Re: [patch][rfc] fs: fix nobh error handling

Nick Piggin <npiggin@xxxxxxx> · Wed, 8 Aug 2007 05:12:35 +0200

On Tue, Aug 07, 2007 at 07:33:47PM -0700, Andrew Morton wrote:
> On Wed, 8 Aug 2007 04:18:38 +0200 Nick Piggin <npiggin@xxxxxxx> wrote:
> 
> > On Tue, Aug 07, 2007 at 06:09:03PM -0700, Andrew Morton wrote:
> > > 
> > > With this change, nobh_prepare_write() can magically attach buffers to the
> > > page.  But a filesystem which is running in nobh mode wouldn't expect that,
> > > and could quite legitimately go BUG, or leak data or, more seriously and
> > > much less fixably, just go and overwrite page->private, because it "knows"
> > > that nobody else is using ->private.
> > 
> > I was fairly sure that a filesystem can not assume buffers won't be
> > attached, because there are various error case paths thta do exactly
> > the same thing (eg. nobh_writepage can call __block_write_full_page
> > which will attach buffers). 
> 
> oh crap, that's sad.  Either we broke it later on or I misremembered.
> 
> > Does any filesystem assume this?
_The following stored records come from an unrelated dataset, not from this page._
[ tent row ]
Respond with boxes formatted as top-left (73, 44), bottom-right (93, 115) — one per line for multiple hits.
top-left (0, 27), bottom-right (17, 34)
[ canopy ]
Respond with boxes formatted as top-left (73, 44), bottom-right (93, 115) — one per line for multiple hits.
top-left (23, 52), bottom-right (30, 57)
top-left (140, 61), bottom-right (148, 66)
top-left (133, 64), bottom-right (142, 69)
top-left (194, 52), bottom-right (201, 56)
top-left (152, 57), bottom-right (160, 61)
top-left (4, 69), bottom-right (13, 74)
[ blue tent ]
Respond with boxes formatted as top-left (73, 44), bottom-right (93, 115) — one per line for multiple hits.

Is it not already broken?
> 
> Yes, it would be broken.
> 
> > 
> > > I'd have thought that it would be better to not attach the buffers and to
> > > go ahead and do whatever synchronous IO is needed in the error recovery
> > > code, then free those buffers again.
> > 
> > It is hard because if the synchronous IO fails, then what do you do?
> 
> Do what we usually do when an IO error happens: crash the kernel?  (Sorry,
> have been spending too long at bugzilla.kernel.org)

Heh.. I guess there is still a chance to retry the IO with sync or
fsync. I'mt not surprised if the "normal" pagecache error handling
paths doesn't work so well either, but at least if we can duplicate
as little code as possible it might get fixed up one day.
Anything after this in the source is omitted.